The United States could raise the issue of China's recent rejection of several U.S. corn cargoes at trade talks this week, an official said on Wednesday.
A full range of agricultural trade issues for the two countries is expected to be on the agenda at the high-level talks, but the corn issue has emerged as perhaps the most pressing.
Beijing has rejected as much as 600,000 tonnes of U.S.-grown corn since mid-November on the grounds they contained genetically modified grain not approved for sale in China, a private consultancy estimates. That would be more than twice the official tally of rejections.
The strain, produced by Syngenta, has U.S. approval and is approved for import by many corn-importing nations but has waited more than two years for Chinese acceptance.
The U.S. trade representative's office "is closely following this issue," a spokeswoman said. "We have raised concerns with China regarding increasing delays in the approval process for biotech events."

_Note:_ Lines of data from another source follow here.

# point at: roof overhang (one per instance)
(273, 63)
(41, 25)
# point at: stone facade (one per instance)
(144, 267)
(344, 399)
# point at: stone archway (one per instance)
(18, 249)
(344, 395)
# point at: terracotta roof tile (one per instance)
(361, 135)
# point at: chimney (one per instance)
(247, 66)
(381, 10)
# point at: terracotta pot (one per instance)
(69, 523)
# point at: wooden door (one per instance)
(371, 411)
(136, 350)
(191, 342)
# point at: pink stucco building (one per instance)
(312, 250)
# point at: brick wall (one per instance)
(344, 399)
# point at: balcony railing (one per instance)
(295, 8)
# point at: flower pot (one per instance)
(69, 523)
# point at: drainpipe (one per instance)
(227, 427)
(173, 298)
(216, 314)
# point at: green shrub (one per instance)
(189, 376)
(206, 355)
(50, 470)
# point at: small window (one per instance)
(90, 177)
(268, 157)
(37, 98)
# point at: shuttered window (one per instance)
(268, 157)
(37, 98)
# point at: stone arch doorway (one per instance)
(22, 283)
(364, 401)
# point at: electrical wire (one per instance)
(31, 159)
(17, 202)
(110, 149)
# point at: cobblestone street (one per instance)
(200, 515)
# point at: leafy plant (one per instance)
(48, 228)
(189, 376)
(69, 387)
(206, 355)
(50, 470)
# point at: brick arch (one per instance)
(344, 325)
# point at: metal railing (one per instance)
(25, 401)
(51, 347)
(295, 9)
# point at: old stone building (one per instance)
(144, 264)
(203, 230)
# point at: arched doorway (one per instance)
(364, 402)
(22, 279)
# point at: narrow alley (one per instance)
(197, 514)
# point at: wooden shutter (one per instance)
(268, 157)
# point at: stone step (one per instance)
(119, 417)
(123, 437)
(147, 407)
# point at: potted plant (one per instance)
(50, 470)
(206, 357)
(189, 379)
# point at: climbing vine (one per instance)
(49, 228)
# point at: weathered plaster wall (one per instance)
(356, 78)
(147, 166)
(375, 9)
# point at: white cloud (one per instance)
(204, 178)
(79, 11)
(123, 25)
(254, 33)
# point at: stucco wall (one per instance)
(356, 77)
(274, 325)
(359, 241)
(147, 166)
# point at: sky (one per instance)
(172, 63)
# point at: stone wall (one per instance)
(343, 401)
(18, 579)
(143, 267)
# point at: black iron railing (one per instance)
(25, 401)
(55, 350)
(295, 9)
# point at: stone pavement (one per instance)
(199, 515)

Known as the Joint Commission on Commerce and Trade, the annual consultations are set for Thursday and Friday. Agriculture Secretary Tom Vilsack is part of the U.S. delegation headed by Commerce Secretary Penny Pritzker and U.S. Trade Representative Michael Froman.
"At the upcoming JCCT plenary, we will be discussing the full range of U.S.-China agricultural trade issues. Our expectation is that biotech approvals will be handled in a timely and predictable manner, through a transparent, science-based process," said the USTR spokeswoman.
Before departure for Beijing, Vilsack said a subject for the talks would be a potential agreement for a pilot program to synchronize U.S. and Chinese regulatory review of new biotech crop varieties. At present, China does not begin its reviews until U.S. approval is received.
"We think we can at least start them simultaneously," Vilsack told USDA's radio news service. "We think we can speed that process up."
Vilsack said there were "serious issues with the biotechnology and the slow progress in approving biotechnology events that are now causing significant concern in the market because recent shipments of corn have been deferred or delayed."
China rocketed into a top U.S. farm export market in recent years. After three years as the No. 1 customer, it is forecast to buy $21.5 billion worth of U.S. ag goods this fiscal year, a close second behind Canada. China is the fifth-largest corn importer in the world and the leader in cotton and soybean imports.
The high-level, JCCT talks are the culmination of a year of activity by working groups on issues such as medicines, computers, agriculture and intellectual property rights.
The rejection of cargoes has roiled the corn futures market, although China continues to buy U.S. corn in large volumes.